Andreas Bergholz: Herr Heß, was passiert, wenn Wertschätzung im Umgang miteinander fehlt?

Martin Heß: Dann treten Störungen auf, vielleicht kommt es sogar zum Konflikt oder zur Trennung der beiden Parteien. Das gilt für den privaten Bereich ebenso wie für das Unternehmensumfeld.

AB: Wie kann ein Unternehmen verhindern, dass es soweit kommt?

MH: Zunächst muss eine Sensibilität für Wertschätzung geschaffen werden. Es gibt immer noch einige Akteure in der Wirtschaft, die das Thema belächeln. Dabei spielt Wertschätzung eine entscheidende Rolle für die Motivation eines Mitarbeiters. Den Wert eines jeden Menschen zu schätzen und diesem selbiges auch klar zu kommunizieren ist wichtig, weil sich ein Mitarbeiter auch nur dann als ein vollwertiger Teil des Unternehmens wahrnehmen kann. Gerade die Führungskräfte eines Unternehmens müssen dafür ein Verständnis bekommen und entsprechend geschult werden.

AB: Was entgegnen Sie Kritikern, die das Thema runterspielen?

MH: Wir Menschen sind Gemeinschaftswesen. Das kommt aus der Evolutionsgeschichte. In der Urzeit konnte der Mensch nur in der Gruppe überleben. Bis heute sucht der Mensch seine Verständigung und Anerkennung innerhalb einer Gruppe.
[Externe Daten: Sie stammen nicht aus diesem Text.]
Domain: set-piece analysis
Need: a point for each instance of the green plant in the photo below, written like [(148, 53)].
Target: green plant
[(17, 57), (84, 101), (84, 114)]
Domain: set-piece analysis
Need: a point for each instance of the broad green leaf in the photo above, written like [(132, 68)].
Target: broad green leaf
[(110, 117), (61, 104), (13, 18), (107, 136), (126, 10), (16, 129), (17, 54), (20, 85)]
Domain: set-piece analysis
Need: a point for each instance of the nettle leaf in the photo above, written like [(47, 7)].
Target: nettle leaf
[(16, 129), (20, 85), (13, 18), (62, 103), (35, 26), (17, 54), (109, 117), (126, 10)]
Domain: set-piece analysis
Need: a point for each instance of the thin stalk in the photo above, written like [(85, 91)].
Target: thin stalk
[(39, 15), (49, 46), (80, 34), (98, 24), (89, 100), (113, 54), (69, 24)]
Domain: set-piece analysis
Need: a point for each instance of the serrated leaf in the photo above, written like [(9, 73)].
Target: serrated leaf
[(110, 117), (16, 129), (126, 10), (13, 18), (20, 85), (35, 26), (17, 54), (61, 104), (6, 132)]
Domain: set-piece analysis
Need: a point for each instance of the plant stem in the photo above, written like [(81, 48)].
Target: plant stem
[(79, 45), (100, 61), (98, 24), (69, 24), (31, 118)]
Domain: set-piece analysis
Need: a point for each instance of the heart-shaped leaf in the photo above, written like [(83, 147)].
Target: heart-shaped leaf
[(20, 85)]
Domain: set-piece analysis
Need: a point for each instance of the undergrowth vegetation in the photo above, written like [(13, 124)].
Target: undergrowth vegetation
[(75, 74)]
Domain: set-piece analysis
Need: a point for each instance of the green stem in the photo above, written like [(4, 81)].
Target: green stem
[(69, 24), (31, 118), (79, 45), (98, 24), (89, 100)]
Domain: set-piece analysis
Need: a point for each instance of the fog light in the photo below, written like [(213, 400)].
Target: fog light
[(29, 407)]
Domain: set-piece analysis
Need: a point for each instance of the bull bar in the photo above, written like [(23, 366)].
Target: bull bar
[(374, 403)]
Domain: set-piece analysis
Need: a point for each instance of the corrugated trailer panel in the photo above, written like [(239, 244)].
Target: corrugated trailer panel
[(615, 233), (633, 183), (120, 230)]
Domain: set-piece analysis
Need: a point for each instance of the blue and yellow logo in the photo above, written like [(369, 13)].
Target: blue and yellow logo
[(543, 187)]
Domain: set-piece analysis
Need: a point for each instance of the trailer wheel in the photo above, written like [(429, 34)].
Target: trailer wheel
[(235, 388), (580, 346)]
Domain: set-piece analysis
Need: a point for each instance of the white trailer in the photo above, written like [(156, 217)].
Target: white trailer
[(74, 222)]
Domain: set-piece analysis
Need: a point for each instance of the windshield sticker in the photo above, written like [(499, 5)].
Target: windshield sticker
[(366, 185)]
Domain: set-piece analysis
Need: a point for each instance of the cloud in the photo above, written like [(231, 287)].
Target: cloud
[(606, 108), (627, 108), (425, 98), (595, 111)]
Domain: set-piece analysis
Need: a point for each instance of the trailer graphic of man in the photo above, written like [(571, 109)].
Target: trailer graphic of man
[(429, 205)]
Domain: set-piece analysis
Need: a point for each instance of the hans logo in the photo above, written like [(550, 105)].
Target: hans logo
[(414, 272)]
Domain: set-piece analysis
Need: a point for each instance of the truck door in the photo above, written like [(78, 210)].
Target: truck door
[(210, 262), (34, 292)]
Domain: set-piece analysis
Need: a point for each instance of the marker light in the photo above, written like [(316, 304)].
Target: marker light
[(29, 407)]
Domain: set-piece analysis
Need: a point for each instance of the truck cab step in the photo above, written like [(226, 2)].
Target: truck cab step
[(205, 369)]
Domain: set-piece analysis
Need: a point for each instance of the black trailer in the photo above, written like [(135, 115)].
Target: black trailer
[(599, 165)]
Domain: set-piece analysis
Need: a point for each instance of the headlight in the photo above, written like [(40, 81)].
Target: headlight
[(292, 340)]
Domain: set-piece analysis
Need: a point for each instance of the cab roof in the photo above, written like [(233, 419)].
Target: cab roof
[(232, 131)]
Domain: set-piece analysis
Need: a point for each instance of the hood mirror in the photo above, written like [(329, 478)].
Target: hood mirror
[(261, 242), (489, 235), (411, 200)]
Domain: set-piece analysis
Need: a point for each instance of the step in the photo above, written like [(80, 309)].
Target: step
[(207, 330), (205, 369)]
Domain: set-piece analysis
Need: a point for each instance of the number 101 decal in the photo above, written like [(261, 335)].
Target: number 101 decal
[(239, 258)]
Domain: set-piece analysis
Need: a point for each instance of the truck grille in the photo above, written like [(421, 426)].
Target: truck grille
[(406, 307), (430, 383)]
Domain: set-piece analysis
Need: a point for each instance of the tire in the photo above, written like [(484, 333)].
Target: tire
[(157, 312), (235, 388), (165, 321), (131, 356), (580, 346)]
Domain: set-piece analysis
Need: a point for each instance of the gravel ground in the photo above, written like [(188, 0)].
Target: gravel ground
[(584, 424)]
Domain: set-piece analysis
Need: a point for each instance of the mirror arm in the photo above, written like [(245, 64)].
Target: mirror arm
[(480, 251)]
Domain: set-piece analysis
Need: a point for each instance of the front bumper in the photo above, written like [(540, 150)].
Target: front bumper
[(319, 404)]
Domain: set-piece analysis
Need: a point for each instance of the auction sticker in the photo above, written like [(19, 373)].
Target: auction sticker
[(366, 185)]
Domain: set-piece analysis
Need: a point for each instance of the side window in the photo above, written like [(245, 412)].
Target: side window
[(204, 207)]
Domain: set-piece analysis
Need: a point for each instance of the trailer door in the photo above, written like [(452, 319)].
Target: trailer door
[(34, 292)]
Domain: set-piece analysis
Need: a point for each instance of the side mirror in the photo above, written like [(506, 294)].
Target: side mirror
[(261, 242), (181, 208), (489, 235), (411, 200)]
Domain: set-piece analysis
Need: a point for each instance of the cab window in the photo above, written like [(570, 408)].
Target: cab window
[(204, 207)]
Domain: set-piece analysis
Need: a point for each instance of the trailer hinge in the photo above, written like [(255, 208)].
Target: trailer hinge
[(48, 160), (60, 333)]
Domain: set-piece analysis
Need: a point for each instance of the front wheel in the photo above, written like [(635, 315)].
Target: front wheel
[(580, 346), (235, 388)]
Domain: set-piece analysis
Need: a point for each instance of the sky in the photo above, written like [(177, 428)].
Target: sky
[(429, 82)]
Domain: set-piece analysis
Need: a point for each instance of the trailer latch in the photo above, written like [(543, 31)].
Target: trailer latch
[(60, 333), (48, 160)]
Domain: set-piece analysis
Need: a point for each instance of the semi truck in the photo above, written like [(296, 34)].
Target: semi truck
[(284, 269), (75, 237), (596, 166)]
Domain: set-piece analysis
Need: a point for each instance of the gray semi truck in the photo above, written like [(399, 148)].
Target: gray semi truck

Hat er diesen nicht, fühlt er sich nicht als Teil der Gruppe, vielleicht sogar ausgegrenzt. Dieses Phänomen gibt es im privaten Freundeskreis genauso wie am Arbeitsplatz. Wenn Unternehmen diese Umstände ignorieren, dürfen sie sich nicht wundern, wenn Mitarbeiter die Firma verlassen. So gesehen geht es hier nicht um soziale Romantik, sondern ganz pragmatisch um wirtschaftliche Interessen.

AB: Welche Verantwortung haben Führungskräfte?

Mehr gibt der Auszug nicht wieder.